Diskriminierung und Bildung – Teil 1
Anspruch und Wirklichkeit
Bildung wird oft als zentrales Versprechen moderner Gesellschaften verstanden: Wer sich anstrengt, soll unabhängig von Herkunft oder sozialem Status etwas erreichen können. Bildung soll Teilhabe ermöglichen, soziale Aufstiege erleichtern und Chancengleichheit schaffen. In diesem Idealbild wird Bildung zur „Gleichmacherin“ – zum Schlüssel für ein selbstbestimmtes Leben. Dieses Ideal findet sich auch in den rechtlichen Grundlagen wieder: Das Grundgesetz schützt die Gleichberechtigung (Art. 3), das internationale Menschenrecht auf Bildung (Art. 29 der Allgemeinen Erklärung der Menschenrechte) ist anerkannt.
In Nordrhein-Westfalen etwa betont das Schulgesetz, dass Inklusion kein Sonderfall, sondern der Regelfall sein soll. Alle Kinder – egal ob mit oder ohne Behinderung, ob mit deutscher oder internationaler Familiengeschichte – sollen gemeinsam lernen. Dass sich die schulrechtlichen Vorgaben der BASS (Bereinigte Amtliche Sammlung der Schulvorschriften) so deutlich auf Inklusion konzentrieren, zeigt: Bildungsgerechtigkeit wird zunehmend als Menschenrecht verstanden.
Die Realität: Bildungserfolg ist oft vererbbar
Doch wie gut wird dieser Anspruch eingelöst? Die Realität in Deutschland zeigt: Noch immer hängen Bildungschancen stark von der sozialen Herkunft ab. Wer aus einem Akademikerhaushalt kommt, hat deutlich bessere Aussichten auf ein Studium als Kinder, deren Eltern keine Hochschule besucht haben. Soziale Mobilität – also die Chance, sich durch Bildung gesellschaftlich nach oben zu bewegen – ist im Vergleich zu anderen Ländern gering. Das Ideal der Chancengleichheit bleibt oft ein Versprechen, das im Alltag nicht eingelöst wird.
Ein kurzer Blick zurück: Woher kommt das Ideal der Bildungsgerechtigkeit?

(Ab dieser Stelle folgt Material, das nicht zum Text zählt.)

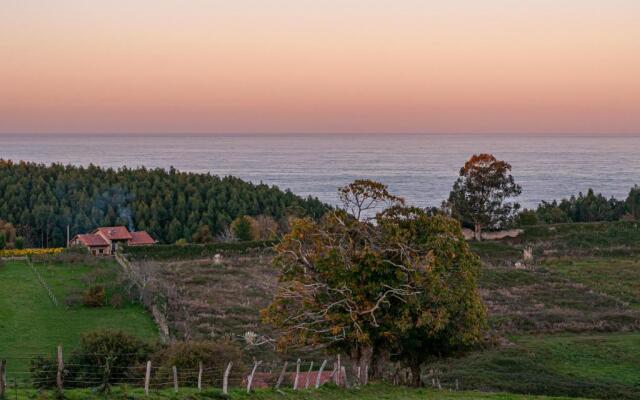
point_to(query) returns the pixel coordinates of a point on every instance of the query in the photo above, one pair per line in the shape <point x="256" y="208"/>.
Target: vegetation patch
<point x="595" y="366"/>
<point x="371" y="392"/>
<point x="31" y="324"/>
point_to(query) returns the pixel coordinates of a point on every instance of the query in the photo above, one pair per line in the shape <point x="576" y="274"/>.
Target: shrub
<point x="527" y="218"/>
<point x="116" y="300"/>
<point x="108" y="357"/>
<point x="43" y="372"/>
<point x="74" y="299"/>
<point x="186" y="356"/>
<point x="94" y="296"/>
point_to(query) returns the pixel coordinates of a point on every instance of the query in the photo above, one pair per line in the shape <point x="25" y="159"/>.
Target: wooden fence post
<point x="200" y="377"/>
<point x="281" y="377"/>
<point x="147" y="378"/>
<point x="319" y="377"/>
<point x="59" y="381"/>
<point x="175" y="378"/>
<point x="366" y="374"/>
<point x="3" y="384"/>
<point x="344" y="376"/>
<point x="225" y="379"/>
<point x="253" y="371"/>
<point x="295" y="381"/>
<point x="306" y="383"/>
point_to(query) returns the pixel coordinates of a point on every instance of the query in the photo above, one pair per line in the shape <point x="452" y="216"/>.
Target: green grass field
<point x="31" y="324"/>
<point x="603" y="366"/>
<point x="371" y="392"/>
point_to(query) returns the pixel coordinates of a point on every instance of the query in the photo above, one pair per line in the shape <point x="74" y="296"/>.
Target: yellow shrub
<point x="30" y="252"/>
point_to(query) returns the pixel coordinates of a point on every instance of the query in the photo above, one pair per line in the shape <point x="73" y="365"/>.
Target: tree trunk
<point x="416" y="378"/>
<point x="361" y="357"/>
<point x="381" y="360"/>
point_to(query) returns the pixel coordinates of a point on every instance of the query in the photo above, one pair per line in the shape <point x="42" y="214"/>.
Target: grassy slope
<point x="30" y="323"/>
<point x="371" y="392"/>
<point x="615" y="276"/>
<point x="561" y="321"/>
<point x="598" y="366"/>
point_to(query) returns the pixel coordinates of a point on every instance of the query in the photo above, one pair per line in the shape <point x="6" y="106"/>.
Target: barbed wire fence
<point x="61" y="375"/>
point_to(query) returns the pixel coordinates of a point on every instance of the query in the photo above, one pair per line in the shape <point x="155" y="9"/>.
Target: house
<point x="106" y="240"/>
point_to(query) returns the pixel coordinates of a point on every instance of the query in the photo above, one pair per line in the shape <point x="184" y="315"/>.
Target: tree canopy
<point x="40" y="201"/>
<point x="480" y="195"/>
<point x="402" y="285"/>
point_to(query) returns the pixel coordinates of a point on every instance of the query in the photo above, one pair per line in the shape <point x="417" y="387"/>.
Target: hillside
<point x="30" y="323"/>
<point x="567" y="324"/>
<point x="169" y="204"/>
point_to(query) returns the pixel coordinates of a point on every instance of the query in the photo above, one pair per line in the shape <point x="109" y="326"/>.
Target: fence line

Lange Zeit war Bildung ein Privileg der wohlhabenden Schichten, der adeligen Eliten und der Klöster. Erst mit der Aufklärung wurden neue Forderungen laut: Philosophen wie Immanuel Kant oder der französische Denker Marquis Nicolas de Condorcet setzten sich für ein staatlich organisiertes Bildungssystem ein, das allen offenstehen sollte. Bildung wurde als Voraussetzung für eigenständiges Denken und gesellschaftliche Teilhabe verstanden. In der Allgemeinen Erklärung der Menschenrechte von 1948 wurde dieses Ideal dann verankert – als universelles Recht auf Bildung.

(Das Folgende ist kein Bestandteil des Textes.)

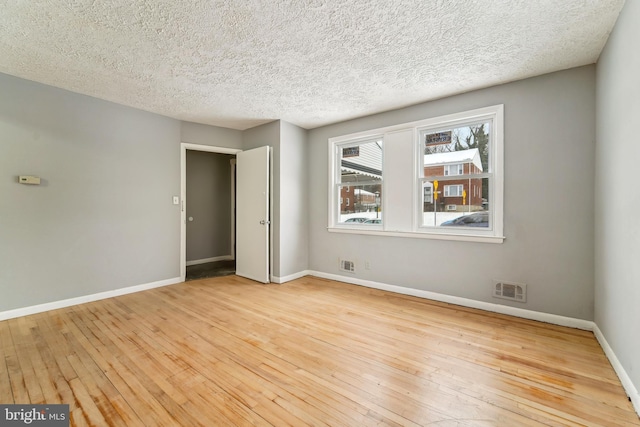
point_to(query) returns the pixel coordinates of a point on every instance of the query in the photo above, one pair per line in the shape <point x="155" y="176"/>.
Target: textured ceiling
<point x="241" y="63"/>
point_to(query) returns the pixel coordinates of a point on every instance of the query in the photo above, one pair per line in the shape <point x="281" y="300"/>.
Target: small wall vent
<point x="512" y="291"/>
<point x="348" y="266"/>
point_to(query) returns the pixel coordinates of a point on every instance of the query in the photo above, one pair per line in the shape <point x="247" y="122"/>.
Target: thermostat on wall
<point x="28" y="179"/>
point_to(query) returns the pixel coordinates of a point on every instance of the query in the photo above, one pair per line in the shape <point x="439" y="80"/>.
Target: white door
<point x="252" y="214"/>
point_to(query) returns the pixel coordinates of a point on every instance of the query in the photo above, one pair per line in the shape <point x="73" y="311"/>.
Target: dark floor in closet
<point x="211" y="269"/>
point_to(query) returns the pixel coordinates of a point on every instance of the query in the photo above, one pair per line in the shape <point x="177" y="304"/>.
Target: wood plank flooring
<point x="229" y="352"/>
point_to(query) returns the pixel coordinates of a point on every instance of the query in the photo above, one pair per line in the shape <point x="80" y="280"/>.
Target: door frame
<point x="184" y="146"/>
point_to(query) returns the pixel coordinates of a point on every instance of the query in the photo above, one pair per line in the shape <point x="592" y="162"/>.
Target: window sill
<point x="419" y="235"/>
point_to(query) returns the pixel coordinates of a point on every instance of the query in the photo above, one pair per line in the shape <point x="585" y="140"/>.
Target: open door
<point x="252" y="214"/>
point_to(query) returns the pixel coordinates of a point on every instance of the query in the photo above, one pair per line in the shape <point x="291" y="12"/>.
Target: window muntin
<point x="359" y="182"/>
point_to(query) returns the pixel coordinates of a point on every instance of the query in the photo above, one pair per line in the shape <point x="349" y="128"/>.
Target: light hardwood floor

Entrüstung als Motor für Reformen
In der Geschichte der Bundesrepublik waren es oft Schockmomente, die bildungspolitische Veränderungen angestoßen haben. Nach dem „Sputnik-Schock“ 1957, als die Sowjetunion den ersten Satelliten ins All schickte, sahen sich westliche Länder plötzlich unter Druck: Bildung wurde zur nationalen Zukunftsfrage. Der Pädagoge Georg Picht warnte damals vor einer „Bildungskatastrophe“, mit dem bekannten Satz: „der Nobelpreisträger von morgen bestellt gerade den Acker“.
Auch der „PISA-Schock“ 2001, bei dem deutsche Schüler:innen in internationalen Vergleichsstudien laut deutschen Lehrkräften „schlecht“ (d.h. durchschnittlich) abschnitten, sorgte für Aufsehen. Er löste eine breite Debatte über die Leistungsfähigkeit des Bildungssystems und über Chancengleichheit aus – mit Reformen, die viel bewegen wollten, aber wenig Effekt hatten. Oder um es in den Worten meines damaligen Lehrers zu sagen: „Jedes Jahr wird eine neue pädagogische Sau durchs Dorf getrieben, aber die eierlegende Wollmilchsau war noch nicht darunter.“
Ausblick
Die Erwartungen an Bildung sind hoch: Sie soll gerecht, inklusiv und offen für alle sein. Doch die Lücke zwischen Anspruch und Wirklichkeit bleibt groß. In Teil 2 dieser Reihe wird es um eine Form der Diskriminierung gehen, die in Schule und Gesellschaft oft übersehen wird – Klassismus.